As I was going to hug her, the senior quarterback shoulder checked me, knocking me to the ground.
“Way to lose the game, freshman. You let us all down.”
He limped away into the parking lot and I felt guilty. I knew logically I shouldn’t. I was a freshman, after all. I put in the same work as the other guys and earned my spot. Yet after this, I was sure everyone on the team started to resent me. A few guys probably felt like they could have done it better.
Ariel helped me to my feet. My parents were there to take me home, but I said I wanted to walk it out.
John and Lisa left before I could thank them for coming. It seemed like they weren’t very keen on hanging around me anymore. If there was one thing I was truly regretful of, it would be that I wasn’t able to talk to them.
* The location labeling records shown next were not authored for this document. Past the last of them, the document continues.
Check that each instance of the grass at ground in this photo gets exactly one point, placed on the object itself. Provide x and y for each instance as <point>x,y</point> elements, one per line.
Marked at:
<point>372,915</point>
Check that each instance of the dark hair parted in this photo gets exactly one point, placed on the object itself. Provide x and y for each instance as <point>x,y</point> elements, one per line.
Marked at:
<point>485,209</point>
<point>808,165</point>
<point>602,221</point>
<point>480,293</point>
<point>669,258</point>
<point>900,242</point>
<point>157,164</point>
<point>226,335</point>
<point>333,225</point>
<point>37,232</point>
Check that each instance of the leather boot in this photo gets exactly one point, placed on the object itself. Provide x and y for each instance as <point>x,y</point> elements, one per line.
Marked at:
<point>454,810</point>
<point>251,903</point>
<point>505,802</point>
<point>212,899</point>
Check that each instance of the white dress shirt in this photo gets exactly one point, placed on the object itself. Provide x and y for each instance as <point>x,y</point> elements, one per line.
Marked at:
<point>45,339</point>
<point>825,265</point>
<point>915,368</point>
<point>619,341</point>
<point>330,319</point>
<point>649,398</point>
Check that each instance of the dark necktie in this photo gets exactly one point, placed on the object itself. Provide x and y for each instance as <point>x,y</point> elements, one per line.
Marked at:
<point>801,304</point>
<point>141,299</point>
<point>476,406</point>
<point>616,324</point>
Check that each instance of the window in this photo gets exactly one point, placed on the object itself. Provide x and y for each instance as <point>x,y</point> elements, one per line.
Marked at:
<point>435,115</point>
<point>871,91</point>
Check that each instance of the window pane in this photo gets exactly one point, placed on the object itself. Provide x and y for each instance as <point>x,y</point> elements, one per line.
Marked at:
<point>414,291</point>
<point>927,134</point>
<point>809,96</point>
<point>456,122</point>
Ariel and I walked to her house together. I tugged her hand and felt myself becoming weaker.
“I’m getting burned out, Ariel.”
“Do you want to rest a bit before we continue?”
“I mean I’m getting burned out from all the things we do. I kind of want to spend some time with alone every now and then.”
Ariel gave me a shocked look, as if I had just offended her to the core. I guess I was pretty careless with my words and let something come out that may have sounded bad. As I opened my mouth to clear the air, she let go of my hand.
“I don’t know what you mean, but if you need space then take it. I’ll see you later.”
She rushed off. Just like that I found myself all alone on a snowy winter night. There was no friend to come cheer me up. There wasn’t a girlfriend to comfort me. It was simply me. I looked down at my hands with melancholy reverberating in my soul.
In all my time here in the past, this was the hardest. It felt like I had screwed up my past to the point where I was not going to recover. Part of me wondered if things would restart again and I’d go back. Maybe it would take until my post college years again. Either way, the only way I was going to escape from this mess was to actually work on things one at a time.
The most important thing being my relationship with Ariel. It felt like I was insensitive with my words, but I needed her to understand that I was not like her in the sense that I needed time to recover after socializing.
I’ll explain it to her so that we can be on good terms over winter break. Ariel… I’ll make things right. I promise.